At what temperature should I store my samples?
After extraction and drying of your samples, they should be stored at -80oC. Metabolites stored in this manner should be stable for at least 2 months.
Where can I drop off my samples?
If you are on the UTSW campus, you may drop your samples off in the DeBerardinis lab (NL 11.1120H). If you are not on the UTSW campus, please ship your dried samples to:
Children’s Research Institute
UT Southwestern Medical Center
Attn: Lauren Zacharias
6000 Harry Hines Blvd
Room NL 11.120G
Dallas, TX 75390-8502
What is the difference between MRM and full-scan data?

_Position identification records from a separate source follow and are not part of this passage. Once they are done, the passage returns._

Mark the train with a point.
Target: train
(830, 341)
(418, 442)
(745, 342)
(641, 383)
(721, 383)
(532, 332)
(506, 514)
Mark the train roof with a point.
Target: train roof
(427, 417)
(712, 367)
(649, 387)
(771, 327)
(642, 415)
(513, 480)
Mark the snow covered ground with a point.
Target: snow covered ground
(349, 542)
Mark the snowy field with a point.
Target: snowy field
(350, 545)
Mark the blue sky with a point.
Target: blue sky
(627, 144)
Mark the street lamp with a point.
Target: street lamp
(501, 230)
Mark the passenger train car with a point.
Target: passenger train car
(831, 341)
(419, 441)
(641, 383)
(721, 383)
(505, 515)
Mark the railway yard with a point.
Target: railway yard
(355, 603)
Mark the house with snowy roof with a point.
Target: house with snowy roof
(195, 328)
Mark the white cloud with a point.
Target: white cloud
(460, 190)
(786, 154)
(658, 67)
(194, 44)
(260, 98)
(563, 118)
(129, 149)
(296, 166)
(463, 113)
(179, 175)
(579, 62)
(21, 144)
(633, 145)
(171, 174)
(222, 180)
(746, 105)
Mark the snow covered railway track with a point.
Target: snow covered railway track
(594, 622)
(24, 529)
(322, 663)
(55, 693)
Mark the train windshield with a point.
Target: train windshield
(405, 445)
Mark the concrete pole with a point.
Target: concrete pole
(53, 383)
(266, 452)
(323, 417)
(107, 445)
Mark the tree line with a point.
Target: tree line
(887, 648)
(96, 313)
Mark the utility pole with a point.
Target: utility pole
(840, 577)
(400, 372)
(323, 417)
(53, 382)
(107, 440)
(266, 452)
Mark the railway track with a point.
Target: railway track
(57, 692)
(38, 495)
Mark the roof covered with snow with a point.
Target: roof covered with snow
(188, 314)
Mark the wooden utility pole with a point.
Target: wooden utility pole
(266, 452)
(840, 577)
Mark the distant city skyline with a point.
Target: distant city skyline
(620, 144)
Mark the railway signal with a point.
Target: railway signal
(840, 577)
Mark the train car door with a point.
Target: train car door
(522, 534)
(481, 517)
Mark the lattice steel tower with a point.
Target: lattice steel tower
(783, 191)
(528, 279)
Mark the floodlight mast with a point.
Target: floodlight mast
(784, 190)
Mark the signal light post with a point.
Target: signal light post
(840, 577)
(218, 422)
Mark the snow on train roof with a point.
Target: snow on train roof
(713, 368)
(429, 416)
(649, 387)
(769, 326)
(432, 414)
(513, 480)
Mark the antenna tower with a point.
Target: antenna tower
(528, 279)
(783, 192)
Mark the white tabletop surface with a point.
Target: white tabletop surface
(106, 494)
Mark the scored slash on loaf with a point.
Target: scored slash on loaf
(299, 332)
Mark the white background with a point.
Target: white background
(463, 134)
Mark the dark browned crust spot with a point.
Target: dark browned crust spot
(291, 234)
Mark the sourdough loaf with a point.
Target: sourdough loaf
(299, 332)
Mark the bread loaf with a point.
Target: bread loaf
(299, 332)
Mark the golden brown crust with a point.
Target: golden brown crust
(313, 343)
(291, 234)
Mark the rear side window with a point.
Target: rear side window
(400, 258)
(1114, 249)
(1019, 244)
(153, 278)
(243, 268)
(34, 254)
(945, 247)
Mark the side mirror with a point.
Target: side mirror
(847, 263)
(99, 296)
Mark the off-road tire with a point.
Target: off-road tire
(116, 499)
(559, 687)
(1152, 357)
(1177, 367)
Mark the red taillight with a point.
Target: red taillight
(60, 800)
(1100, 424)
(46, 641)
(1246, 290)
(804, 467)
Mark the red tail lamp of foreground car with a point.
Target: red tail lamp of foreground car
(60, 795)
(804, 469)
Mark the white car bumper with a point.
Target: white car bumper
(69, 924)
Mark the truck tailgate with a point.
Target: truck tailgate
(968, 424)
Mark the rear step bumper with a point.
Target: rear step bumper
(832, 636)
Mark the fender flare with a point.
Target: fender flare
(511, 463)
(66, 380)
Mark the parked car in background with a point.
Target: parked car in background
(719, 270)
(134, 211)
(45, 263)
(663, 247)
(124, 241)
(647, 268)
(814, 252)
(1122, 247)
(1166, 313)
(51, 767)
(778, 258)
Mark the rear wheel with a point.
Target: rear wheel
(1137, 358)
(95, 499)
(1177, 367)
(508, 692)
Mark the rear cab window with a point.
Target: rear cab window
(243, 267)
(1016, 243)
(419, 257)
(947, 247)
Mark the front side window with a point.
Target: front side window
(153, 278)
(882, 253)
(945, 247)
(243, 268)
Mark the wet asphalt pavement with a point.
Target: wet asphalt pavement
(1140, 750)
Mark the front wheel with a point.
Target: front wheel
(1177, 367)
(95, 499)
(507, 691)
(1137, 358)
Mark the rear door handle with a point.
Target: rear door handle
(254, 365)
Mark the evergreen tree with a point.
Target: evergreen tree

Multiple Reaction Monitoring (MRM) is performed on a triple-quadrupole mass spectrometer and only detects the metabolites that the user tells the instrument to monitor. Full-scan data sets, including data acquired on high-resolution mass spectrometers, includes all detected ions with no need to pre-select which metabolites to monitor.
What is TIC normalization?
In this method of normalization, the peak area of each metabolite is normalized against the sum of all peak areas detected by the mass spectrometer in that sample.
What statistical tools are available to analyze my data?
Any statistical software can analyze the peak areas that are returned to you. Commonly-used software packages include GraphPad, MetaboAnalyst, SIMCA, R, etc.